Por estas lindes encuentran resquicios y ardor los nuevos relatos de José Ovejero (Madrid, 1958), Mientras estamos muertos (Páginas de Espuma, 2022) para desplegar su imaginación y hacer visible las inquietudes de quienes habitan sus historias, consciente de que armar un cuento es una labor digna de un artificiero, de tal manera que, al menor fallo, puede que el artefacto te estalle en la cara. Los cuentos de Ovejero no son del todo pólvora de fantasía, ni del todo material explosivo de la realidad. Se ajustan, como bien dice el propio escritor en el primero de sus relatos, a la idea de un credo que significa que “escribir es disfrazar las cosas para poder ver su rostro real”.
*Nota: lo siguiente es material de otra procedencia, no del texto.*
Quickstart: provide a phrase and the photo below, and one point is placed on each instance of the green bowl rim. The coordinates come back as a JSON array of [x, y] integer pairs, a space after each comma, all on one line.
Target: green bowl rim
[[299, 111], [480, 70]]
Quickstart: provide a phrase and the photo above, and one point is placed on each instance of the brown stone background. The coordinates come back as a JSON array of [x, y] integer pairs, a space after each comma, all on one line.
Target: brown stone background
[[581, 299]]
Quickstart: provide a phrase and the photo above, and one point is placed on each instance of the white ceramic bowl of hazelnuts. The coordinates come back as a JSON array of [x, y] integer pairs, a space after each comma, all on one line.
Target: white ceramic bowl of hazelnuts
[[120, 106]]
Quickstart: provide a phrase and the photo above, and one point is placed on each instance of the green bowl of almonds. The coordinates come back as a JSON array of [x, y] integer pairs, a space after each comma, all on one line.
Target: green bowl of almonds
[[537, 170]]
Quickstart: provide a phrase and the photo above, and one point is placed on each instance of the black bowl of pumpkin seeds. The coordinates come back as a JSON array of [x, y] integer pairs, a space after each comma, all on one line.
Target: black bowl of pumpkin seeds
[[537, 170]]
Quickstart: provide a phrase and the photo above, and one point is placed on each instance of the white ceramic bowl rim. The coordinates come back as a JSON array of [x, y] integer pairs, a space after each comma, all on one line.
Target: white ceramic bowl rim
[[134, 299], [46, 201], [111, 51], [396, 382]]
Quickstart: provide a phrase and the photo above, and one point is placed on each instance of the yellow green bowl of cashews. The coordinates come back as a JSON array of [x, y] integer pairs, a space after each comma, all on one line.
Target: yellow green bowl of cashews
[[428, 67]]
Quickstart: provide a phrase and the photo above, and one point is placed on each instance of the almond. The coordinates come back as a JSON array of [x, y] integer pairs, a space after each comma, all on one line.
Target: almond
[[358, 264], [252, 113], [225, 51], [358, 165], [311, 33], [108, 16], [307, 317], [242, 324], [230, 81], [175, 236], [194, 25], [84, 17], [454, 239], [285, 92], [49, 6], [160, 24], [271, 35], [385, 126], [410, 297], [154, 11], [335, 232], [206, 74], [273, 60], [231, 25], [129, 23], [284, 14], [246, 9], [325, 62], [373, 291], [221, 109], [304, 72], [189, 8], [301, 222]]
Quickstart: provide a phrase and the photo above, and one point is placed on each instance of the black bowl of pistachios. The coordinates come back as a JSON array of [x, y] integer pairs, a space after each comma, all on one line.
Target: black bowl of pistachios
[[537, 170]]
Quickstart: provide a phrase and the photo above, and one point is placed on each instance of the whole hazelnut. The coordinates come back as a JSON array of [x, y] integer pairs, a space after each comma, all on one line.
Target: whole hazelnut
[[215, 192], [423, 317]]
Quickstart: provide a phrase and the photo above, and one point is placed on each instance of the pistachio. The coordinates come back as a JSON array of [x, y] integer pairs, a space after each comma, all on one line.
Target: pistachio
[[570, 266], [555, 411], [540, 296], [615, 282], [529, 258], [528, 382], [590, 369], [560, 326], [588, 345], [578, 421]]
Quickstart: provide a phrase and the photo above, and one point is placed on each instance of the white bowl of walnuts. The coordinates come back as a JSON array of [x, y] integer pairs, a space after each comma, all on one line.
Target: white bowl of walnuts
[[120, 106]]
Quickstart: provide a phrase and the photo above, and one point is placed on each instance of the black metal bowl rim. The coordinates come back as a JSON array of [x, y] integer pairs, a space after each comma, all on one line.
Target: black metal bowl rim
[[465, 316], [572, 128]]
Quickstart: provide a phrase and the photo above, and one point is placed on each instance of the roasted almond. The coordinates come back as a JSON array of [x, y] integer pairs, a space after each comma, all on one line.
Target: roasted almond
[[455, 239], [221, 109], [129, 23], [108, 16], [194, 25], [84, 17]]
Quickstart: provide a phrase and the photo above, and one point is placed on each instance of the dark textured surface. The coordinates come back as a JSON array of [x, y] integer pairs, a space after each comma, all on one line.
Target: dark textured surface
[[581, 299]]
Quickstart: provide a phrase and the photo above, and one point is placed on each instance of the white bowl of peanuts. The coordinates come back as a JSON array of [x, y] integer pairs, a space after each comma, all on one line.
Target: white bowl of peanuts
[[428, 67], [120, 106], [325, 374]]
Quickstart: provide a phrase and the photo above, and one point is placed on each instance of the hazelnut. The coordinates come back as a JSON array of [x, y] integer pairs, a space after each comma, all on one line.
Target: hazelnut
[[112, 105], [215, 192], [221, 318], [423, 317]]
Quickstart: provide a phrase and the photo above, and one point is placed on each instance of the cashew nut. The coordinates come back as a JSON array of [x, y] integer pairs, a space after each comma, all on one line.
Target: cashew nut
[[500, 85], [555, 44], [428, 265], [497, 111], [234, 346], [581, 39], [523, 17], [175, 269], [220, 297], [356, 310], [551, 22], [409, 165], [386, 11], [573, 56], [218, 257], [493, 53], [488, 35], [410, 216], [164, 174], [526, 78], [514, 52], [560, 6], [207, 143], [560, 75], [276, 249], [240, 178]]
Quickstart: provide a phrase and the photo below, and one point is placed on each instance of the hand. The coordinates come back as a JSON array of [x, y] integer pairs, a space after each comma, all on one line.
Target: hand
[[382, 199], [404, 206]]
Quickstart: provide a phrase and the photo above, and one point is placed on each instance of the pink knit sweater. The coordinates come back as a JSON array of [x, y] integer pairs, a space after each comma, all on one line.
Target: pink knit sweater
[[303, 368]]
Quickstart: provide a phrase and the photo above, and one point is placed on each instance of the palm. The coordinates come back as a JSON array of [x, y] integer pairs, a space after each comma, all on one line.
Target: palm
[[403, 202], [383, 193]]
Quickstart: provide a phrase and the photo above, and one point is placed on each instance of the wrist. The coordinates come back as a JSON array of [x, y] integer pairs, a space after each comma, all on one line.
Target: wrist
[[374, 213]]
Son historias que transitan, en su mayoría, por el lado íntimo de sus protagonistas, seres tan imaginarios como reales, gentes que no precisan hablar mucho, porque en sus silencios hablan también de sus cosas, de sus recuerdos y de sus aspiraciones. Algo así, tan enunciativo, sobre la importancia y el valor del silencio en las personas, nos cuenta el narrador de Recuerdo del suicida, un relato trágico y familiar muy emotivo, con estas palabras tan determinantes: “Los silencios se parecen aún menos que la manera de hablar; basta con oír a una persona estar callada para saber mucho sobre ella”. Son historias que convocan a un destino de cercanías, que se insertan en las tensiones y conflictos de la vida de sus personajes que, en sus sencillas biografías, aparecen reflejos de sus vidas cotidianas y son resonancias de asuntos más grandes.
En los dieciséis relatos que forman el libro, el autor abre, con estilo directo y claro, el mapa de sentimientos y apegos individuales y colectivos que disecciona con un lenguaje urdido para que tras nuestra lectura, nuestra imaginación opere con él en sintonía a su poética: “Es lo bueno de escribir, que puedes ordenar el mundo aunque sólo sea durante unas páginas... Uno escribe sobre lo que se niega a marcharse de su cabeza”. Es el mapa de aquella España de los años setenta, de una época en la que las familias manejaban sus trincheras y apariencias con recelos de no verter hacia afuera sus secretos, con la sola aspiración de bienestar y mejores andanzas para los suyos.
Pero en Mientras estamos muertos no solo se habla del lado intrínseco familiar. Aquí hay historias que hablan también de la conciencia personal, de las clases sociales, de la violencia y la ternura, del amor, de las cosas que nos rozan y arañan, de la fragilidad de la vida y del peso del pasado, como es el caso de Él, ella, uno de los mejores cuentos del libro, quizá el más entrañable, revelador, original y audaz de todos, escrito bajo el desafío de narrar dos vidas en un mismo párrafo sin punto, durante dieciséis páginas, casi hasta el final, para abordar una historia conmovedora y desconcertante de lucha por la vida y por la memoria común.
Llegado al punto final del libro, uno no puede dejar de sentir que las historias leídas tienen mucho que ver con la vida y el fluir de quien las ha escrito, sus ecos se palpan, al menos así se nos insinúa e interpela. Diría que el libro es un juego de espejos en el que se palpa la piel de su autor, en el que queda impreso su yo refractado en muchas de las historias. Ovejero conmueve y lo hace con su libro más personal y fundido con su estirpe imaginaria, que pone rumbo a lo que el escritor sabe de antemano: “que la literatura no puede ser un sucedáneo de la vida”.